Is having relationships between separate databases bad practice?
The only issue is that there isn't really a convenient way to enforce these relationships. You can use a boatload of triggers, or store the master table in each instance database and simply expose all of them as metadata to the master, using a view perhaps.
The biggest downside, I think, has to do with keeping the data accurate and synchronized, in at least three scenarios off the top of my head (all of which can still be an issue even if you use triggers):
- improperly coordinated cross-database transactions - for example one transaction adds a new row to master, hands off the identity to another transaction, and then the first transaction rolls back.
- recovery from a single database failure - a database crashes, you have to restore to a point in time, that may have been before other successful transactions in other databases had finished. This could mean if an instance database has to revert to an earlier time, it is missing rows that master expects; if master has to revert, it's possible that all of the instance databases will have values that don't exist in master.
- backup consistency in general - if you need disaster recovery, you're going to have a hard time keeping all your full and log backups transactionally consistent to a point in time. File system snapshots don't help with this, and even Availability Groups don't guarantee cross-database transactional consistency for the databases in a single Availability Group. If you have a disaster and need to restore your databases to a new system, there's no way to be sure they will be transactionally consistent.
All that said, I have always been and always will be a fan of separating tenants out into their own databases, and I acknowledge there is risk associated with the central database - but it is necessary.

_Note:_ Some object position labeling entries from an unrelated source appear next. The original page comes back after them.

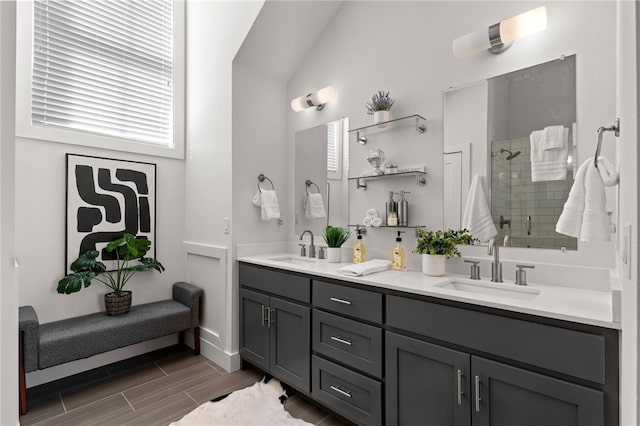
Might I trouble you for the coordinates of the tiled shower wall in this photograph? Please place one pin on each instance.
(532, 207)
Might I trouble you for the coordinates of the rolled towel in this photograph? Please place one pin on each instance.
(366, 268)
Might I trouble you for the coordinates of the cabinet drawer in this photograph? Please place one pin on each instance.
(571, 352)
(363, 304)
(350, 394)
(276, 282)
(351, 342)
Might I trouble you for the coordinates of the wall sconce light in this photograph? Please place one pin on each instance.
(501, 35)
(314, 99)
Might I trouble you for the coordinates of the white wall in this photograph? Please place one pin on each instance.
(9, 288)
(627, 160)
(416, 65)
(215, 31)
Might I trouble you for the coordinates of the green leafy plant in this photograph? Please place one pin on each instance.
(442, 242)
(86, 268)
(380, 101)
(335, 236)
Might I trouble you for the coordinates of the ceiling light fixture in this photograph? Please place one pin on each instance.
(314, 99)
(500, 36)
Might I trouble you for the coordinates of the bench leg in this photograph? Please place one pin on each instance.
(22, 379)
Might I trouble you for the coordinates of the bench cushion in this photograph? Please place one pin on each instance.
(85, 336)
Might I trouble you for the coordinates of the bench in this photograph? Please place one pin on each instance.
(53, 343)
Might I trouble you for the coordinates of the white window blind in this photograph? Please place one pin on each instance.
(104, 67)
(333, 149)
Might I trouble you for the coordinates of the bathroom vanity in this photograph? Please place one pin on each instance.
(401, 348)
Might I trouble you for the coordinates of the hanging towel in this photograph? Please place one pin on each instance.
(269, 206)
(314, 206)
(584, 215)
(555, 137)
(477, 216)
(547, 164)
(366, 268)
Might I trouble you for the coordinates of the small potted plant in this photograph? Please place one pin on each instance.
(380, 106)
(335, 237)
(86, 268)
(437, 246)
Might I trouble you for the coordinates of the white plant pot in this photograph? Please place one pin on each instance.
(380, 116)
(433, 264)
(334, 254)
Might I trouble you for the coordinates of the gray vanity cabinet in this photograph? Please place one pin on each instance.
(275, 333)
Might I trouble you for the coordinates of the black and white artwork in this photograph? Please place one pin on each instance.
(107, 198)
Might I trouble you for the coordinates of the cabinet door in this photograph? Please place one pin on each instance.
(290, 330)
(254, 331)
(426, 384)
(507, 396)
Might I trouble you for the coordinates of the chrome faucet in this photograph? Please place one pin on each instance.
(312, 248)
(496, 266)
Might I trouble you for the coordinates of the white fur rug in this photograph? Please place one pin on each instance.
(257, 405)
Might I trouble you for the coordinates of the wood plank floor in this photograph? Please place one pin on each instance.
(152, 389)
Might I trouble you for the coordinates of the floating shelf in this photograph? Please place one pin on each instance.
(361, 132)
(362, 184)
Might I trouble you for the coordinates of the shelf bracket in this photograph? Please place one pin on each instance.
(361, 184)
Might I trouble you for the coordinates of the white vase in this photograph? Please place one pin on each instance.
(334, 254)
(380, 116)
(433, 264)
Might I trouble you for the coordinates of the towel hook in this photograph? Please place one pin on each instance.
(262, 178)
(615, 128)
(307, 184)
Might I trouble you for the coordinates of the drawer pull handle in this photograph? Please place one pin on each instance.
(341, 340)
(340, 391)
(460, 390)
(478, 399)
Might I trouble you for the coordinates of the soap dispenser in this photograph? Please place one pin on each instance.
(359, 249)
(399, 255)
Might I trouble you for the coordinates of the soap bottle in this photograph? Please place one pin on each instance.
(359, 249)
(399, 255)
(391, 210)
(403, 210)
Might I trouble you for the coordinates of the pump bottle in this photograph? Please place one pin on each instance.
(359, 249)
(399, 255)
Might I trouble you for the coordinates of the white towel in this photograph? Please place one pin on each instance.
(584, 214)
(270, 209)
(555, 137)
(477, 216)
(366, 268)
(550, 164)
(314, 206)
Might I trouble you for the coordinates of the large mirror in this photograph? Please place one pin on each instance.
(320, 182)
(517, 130)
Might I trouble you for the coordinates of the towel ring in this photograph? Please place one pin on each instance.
(615, 128)
(307, 184)
(262, 178)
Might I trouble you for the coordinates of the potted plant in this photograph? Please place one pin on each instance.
(437, 246)
(86, 268)
(380, 106)
(335, 237)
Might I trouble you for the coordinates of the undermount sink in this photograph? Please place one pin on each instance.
(497, 290)
(294, 260)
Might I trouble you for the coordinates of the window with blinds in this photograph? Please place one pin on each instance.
(104, 67)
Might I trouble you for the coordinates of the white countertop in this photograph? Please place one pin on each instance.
(565, 303)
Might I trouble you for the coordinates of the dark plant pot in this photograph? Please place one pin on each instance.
(117, 305)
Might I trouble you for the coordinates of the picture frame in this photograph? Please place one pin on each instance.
(106, 198)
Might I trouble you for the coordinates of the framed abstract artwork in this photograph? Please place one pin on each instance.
(105, 199)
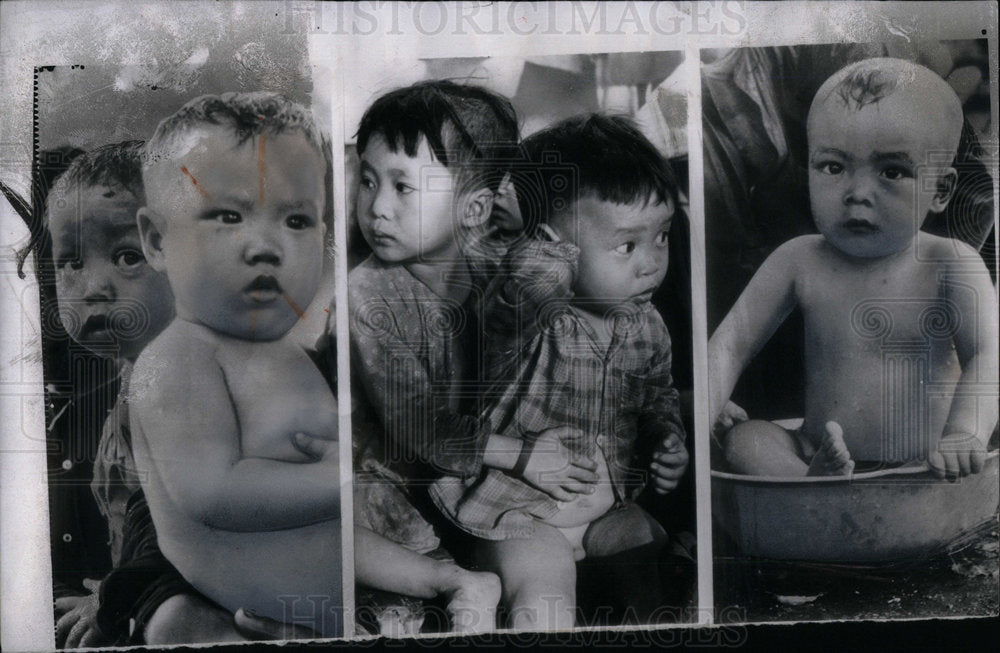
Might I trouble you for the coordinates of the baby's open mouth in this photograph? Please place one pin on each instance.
(861, 227)
(264, 289)
(97, 327)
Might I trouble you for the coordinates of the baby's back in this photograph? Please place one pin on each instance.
(880, 357)
(274, 390)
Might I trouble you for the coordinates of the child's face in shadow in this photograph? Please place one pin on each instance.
(406, 206)
(872, 178)
(623, 250)
(238, 229)
(110, 299)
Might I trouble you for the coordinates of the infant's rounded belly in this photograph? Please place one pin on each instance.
(272, 573)
(586, 508)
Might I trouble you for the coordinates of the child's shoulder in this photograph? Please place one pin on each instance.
(945, 250)
(177, 351)
(801, 249)
(373, 278)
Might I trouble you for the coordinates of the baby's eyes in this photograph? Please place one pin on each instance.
(895, 173)
(225, 217)
(298, 222)
(71, 262)
(128, 258)
(830, 167)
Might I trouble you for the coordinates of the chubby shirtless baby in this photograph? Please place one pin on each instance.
(234, 427)
(900, 325)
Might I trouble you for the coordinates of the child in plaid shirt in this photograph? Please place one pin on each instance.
(573, 340)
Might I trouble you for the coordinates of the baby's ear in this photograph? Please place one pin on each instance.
(946, 183)
(477, 208)
(151, 228)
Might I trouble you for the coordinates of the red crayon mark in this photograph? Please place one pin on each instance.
(195, 182)
(261, 165)
(298, 311)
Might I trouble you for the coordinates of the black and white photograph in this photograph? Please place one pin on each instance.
(183, 255)
(521, 343)
(534, 324)
(851, 299)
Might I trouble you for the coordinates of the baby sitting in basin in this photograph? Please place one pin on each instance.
(900, 325)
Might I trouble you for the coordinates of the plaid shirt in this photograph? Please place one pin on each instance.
(411, 352)
(548, 370)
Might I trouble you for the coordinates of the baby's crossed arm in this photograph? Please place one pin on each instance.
(189, 425)
(973, 413)
(761, 308)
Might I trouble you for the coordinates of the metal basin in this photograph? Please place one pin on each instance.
(883, 516)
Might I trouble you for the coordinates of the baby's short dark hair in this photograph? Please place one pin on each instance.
(591, 154)
(246, 115)
(117, 166)
(470, 130)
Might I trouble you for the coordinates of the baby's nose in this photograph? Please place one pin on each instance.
(262, 247)
(859, 190)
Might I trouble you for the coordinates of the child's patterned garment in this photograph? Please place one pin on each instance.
(547, 370)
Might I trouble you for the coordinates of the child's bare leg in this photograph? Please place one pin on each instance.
(382, 564)
(761, 448)
(538, 576)
(189, 619)
(832, 457)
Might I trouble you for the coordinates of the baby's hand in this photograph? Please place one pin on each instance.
(541, 270)
(958, 454)
(77, 623)
(555, 470)
(730, 416)
(670, 460)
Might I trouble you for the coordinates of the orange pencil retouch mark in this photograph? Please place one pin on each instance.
(261, 165)
(298, 311)
(194, 181)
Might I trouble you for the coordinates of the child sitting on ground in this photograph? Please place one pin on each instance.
(573, 341)
(235, 428)
(432, 157)
(900, 325)
(112, 302)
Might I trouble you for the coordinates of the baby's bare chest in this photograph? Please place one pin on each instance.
(857, 312)
(277, 391)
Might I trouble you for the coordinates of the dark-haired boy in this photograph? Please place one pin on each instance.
(432, 158)
(112, 302)
(573, 341)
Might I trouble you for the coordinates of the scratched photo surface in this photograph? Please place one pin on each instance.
(262, 197)
(523, 297)
(851, 302)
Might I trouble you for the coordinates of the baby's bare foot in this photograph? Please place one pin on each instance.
(832, 457)
(473, 598)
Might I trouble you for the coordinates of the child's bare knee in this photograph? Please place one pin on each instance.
(186, 619)
(749, 442)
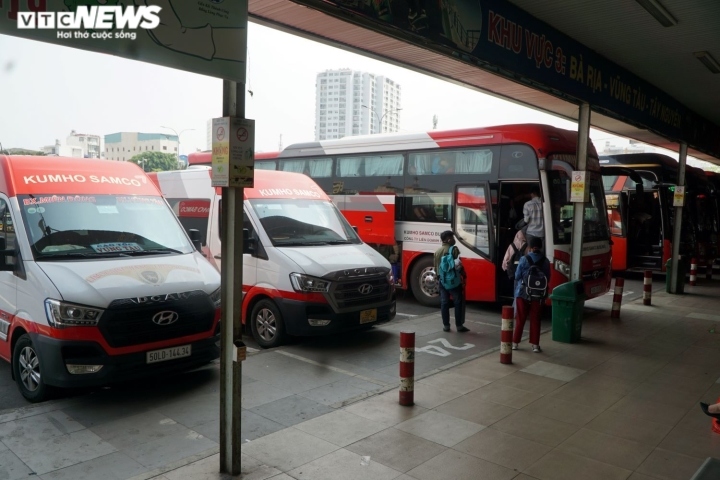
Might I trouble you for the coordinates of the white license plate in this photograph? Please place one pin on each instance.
(168, 354)
(367, 316)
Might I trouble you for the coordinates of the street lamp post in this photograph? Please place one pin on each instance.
(380, 117)
(177, 156)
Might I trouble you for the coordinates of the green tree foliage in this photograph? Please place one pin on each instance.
(156, 161)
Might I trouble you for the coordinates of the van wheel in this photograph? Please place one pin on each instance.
(267, 324)
(27, 371)
(423, 282)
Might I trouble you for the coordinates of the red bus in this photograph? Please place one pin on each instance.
(398, 191)
(639, 189)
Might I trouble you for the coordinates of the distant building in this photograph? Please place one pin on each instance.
(349, 102)
(61, 150)
(123, 146)
(77, 145)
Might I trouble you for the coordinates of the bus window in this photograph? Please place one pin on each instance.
(471, 214)
(596, 228)
(518, 161)
(314, 167)
(265, 165)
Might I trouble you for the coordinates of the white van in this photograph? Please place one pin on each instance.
(305, 270)
(99, 282)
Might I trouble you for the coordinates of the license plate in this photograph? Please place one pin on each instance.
(168, 354)
(367, 316)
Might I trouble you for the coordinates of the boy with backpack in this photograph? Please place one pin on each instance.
(531, 289)
(451, 281)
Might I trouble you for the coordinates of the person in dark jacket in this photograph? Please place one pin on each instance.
(458, 294)
(524, 305)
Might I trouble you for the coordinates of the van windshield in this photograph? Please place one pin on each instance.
(292, 222)
(69, 227)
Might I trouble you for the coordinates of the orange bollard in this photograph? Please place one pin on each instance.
(506, 335)
(617, 297)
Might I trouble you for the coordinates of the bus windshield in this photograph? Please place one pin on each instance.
(72, 227)
(293, 222)
(596, 227)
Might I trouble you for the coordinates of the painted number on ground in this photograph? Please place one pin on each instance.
(440, 351)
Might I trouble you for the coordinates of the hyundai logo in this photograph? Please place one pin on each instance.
(166, 317)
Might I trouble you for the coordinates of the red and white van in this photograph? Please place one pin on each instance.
(305, 270)
(99, 282)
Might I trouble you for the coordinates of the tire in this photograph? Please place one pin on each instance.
(28, 372)
(267, 324)
(423, 282)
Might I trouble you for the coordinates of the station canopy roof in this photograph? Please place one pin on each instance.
(622, 31)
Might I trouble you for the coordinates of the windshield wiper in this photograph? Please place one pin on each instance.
(152, 251)
(56, 255)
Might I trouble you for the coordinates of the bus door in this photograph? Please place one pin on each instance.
(513, 196)
(618, 222)
(472, 223)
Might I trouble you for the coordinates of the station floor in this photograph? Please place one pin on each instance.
(620, 404)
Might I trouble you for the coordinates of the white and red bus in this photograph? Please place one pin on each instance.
(398, 191)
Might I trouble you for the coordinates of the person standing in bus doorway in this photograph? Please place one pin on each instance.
(529, 300)
(458, 294)
(533, 218)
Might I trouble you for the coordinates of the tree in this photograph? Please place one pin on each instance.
(155, 161)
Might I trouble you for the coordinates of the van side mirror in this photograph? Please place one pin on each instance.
(195, 238)
(7, 257)
(249, 243)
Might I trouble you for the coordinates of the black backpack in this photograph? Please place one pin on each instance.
(535, 281)
(512, 265)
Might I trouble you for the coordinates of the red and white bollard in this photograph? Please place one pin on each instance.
(506, 335)
(647, 288)
(617, 297)
(407, 368)
(693, 271)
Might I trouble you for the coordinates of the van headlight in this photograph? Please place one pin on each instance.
(215, 297)
(306, 283)
(562, 267)
(63, 314)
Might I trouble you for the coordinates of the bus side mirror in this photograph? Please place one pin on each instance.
(195, 238)
(7, 257)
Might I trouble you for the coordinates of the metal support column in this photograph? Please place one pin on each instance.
(677, 227)
(579, 208)
(231, 281)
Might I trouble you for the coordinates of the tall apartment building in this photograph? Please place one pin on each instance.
(349, 102)
(125, 145)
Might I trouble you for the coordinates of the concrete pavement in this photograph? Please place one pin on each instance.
(621, 404)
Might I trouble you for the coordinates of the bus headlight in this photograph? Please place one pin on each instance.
(63, 314)
(307, 284)
(562, 267)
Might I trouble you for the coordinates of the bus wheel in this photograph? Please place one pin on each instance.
(423, 282)
(27, 371)
(267, 324)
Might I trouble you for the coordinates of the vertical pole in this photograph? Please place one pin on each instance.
(677, 228)
(693, 272)
(617, 297)
(579, 208)
(231, 281)
(506, 335)
(407, 369)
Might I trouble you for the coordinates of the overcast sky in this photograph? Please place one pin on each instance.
(48, 90)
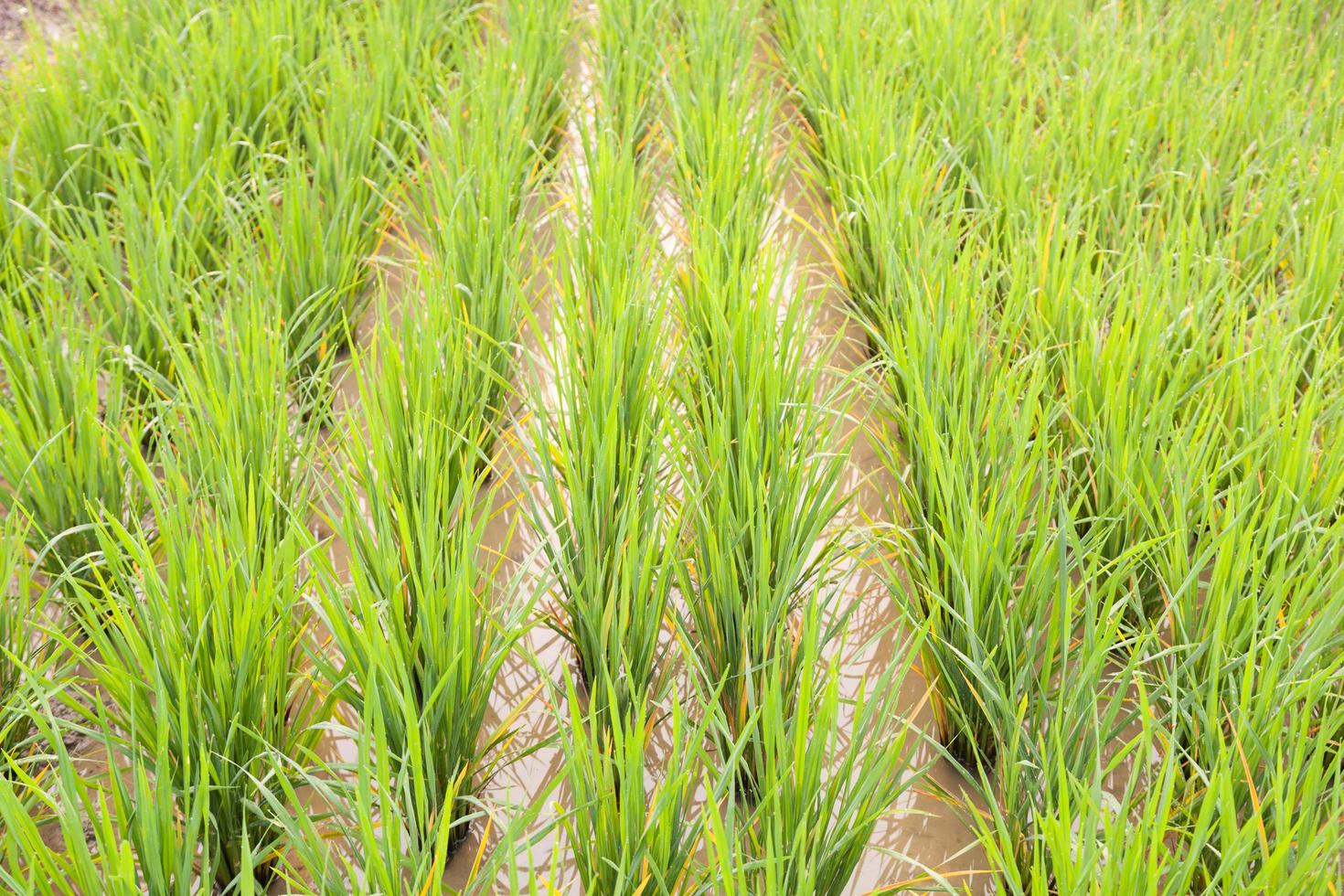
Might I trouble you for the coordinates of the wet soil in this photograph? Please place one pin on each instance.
(20, 19)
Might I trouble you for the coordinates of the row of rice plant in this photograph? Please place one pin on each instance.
(1112, 400)
(194, 581)
(1095, 251)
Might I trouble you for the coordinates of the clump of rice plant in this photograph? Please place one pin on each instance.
(632, 827)
(626, 53)
(68, 437)
(600, 452)
(757, 448)
(474, 200)
(421, 633)
(73, 832)
(758, 438)
(828, 769)
(27, 658)
(238, 435)
(203, 672)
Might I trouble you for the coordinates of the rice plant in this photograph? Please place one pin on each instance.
(828, 767)
(1097, 251)
(27, 658)
(70, 434)
(632, 825)
(202, 675)
(422, 632)
(69, 832)
(600, 452)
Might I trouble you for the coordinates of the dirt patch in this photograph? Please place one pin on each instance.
(50, 17)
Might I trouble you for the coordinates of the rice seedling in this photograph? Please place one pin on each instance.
(27, 660)
(1097, 254)
(760, 404)
(69, 832)
(474, 199)
(600, 453)
(632, 827)
(200, 676)
(720, 114)
(829, 769)
(757, 440)
(68, 434)
(421, 635)
(626, 53)
(422, 632)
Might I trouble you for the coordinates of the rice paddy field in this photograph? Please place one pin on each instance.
(737, 448)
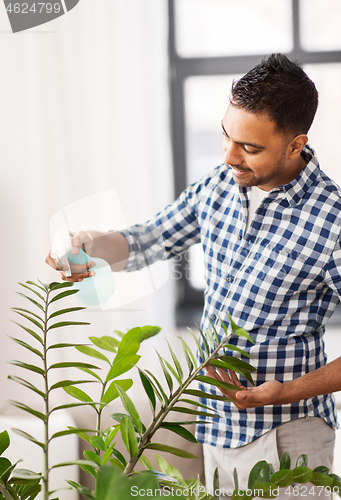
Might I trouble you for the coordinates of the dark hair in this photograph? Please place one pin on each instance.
(279, 87)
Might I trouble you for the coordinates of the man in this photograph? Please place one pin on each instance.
(269, 222)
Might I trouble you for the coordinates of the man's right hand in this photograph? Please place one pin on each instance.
(80, 240)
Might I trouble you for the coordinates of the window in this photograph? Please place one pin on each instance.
(213, 41)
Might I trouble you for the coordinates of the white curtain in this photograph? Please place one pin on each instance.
(83, 109)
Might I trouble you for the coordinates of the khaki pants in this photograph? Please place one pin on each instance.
(310, 436)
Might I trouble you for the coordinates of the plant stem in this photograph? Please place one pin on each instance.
(164, 410)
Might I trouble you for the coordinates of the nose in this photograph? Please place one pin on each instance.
(232, 156)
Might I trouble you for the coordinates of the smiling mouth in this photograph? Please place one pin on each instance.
(239, 171)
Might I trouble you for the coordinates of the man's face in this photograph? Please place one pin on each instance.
(258, 154)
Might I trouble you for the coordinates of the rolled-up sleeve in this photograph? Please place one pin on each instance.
(333, 269)
(169, 233)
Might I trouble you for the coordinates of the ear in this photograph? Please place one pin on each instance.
(296, 146)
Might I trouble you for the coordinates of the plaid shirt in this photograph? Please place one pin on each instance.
(280, 281)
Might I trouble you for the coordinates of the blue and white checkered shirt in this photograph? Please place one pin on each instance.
(280, 281)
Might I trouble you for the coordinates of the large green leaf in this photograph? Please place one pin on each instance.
(119, 456)
(107, 343)
(4, 441)
(237, 364)
(129, 437)
(129, 406)
(61, 324)
(210, 339)
(29, 437)
(4, 465)
(218, 383)
(26, 474)
(63, 345)
(131, 337)
(89, 351)
(26, 408)
(92, 373)
(26, 366)
(302, 474)
(178, 429)
(110, 433)
(196, 403)
(206, 395)
(32, 290)
(79, 462)
(63, 294)
(170, 449)
(189, 411)
(122, 366)
(77, 393)
(321, 468)
(147, 332)
(169, 470)
(31, 332)
(320, 479)
(216, 483)
(149, 390)
(65, 311)
(146, 462)
(191, 355)
(259, 473)
(239, 331)
(73, 364)
(107, 454)
(111, 393)
(156, 390)
(66, 383)
(285, 462)
(166, 374)
(201, 352)
(27, 384)
(56, 285)
(173, 372)
(32, 320)
(265, 490)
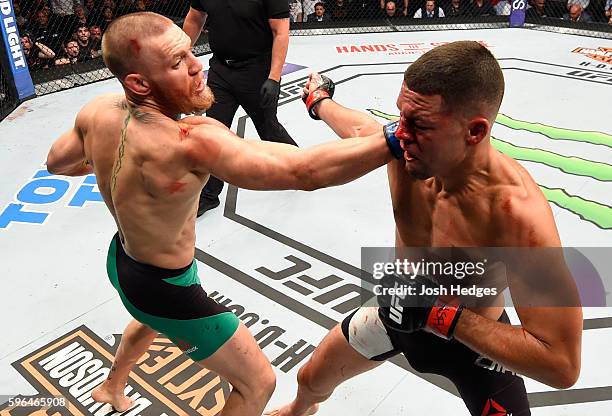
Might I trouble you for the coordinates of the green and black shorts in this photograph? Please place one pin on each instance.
(171, 302)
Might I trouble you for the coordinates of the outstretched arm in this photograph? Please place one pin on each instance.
(274, 166)
(67, 154)
(344, 121)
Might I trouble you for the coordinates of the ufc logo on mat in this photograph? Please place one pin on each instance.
(396, 309)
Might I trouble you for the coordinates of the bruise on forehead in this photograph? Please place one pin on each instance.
(135, 46)
(420, 105)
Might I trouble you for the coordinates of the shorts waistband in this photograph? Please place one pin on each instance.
(149, 270)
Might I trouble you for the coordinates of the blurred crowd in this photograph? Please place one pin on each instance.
(338, 10)
(60, 32)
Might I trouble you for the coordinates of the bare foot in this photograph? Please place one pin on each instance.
(288, 410)
(118, 400)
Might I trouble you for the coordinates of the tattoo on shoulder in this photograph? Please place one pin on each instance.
(121, 104)
(119, 161)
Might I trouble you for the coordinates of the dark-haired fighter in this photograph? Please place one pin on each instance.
(150, 170)
(451, 189)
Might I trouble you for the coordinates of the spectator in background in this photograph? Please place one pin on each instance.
(338, 9)
(295, 10)
(83, 38)
(21, 20)
(96, 41)
(96, 33)
(502, 7)
(91, 8)
(538, 10)
(37, 54)
(403, 7)
(390, 10)
(455, 8)
(429, 11)
(106, 18)
(319, 14)
(44, 30)
(582, 3)
(577, 14)
(62, 7)
(70, 55)
(80, 15)
(363, 9)
(481, 8)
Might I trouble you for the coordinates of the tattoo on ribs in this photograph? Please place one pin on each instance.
(119, 161)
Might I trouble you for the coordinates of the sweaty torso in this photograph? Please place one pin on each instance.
(427, 216)
(146, 180)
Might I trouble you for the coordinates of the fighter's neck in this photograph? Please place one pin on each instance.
(148, 110)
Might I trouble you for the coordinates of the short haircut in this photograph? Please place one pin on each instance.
(464, 73)
(117, 43)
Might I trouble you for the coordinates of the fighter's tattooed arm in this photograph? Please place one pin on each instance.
(119, 161)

(As an aside, you should use names for your databases other than master / instance. master
in SQL Server definitely has an explicit meaning, and even reading my own words above they could be ambiguous. Same for instance
. In a previous life I ran a multi-tenant system and we called the central database Control
and the tenant databases, well, Tenants
.)
If you are following an architecture like Microservices, it's pretty much a must to be able to correlate data across multiple autonomous services, each with its own data store. It will be understand by each service that business processes that would traditionally be performed in a single database transaction now may be potentially longer-running.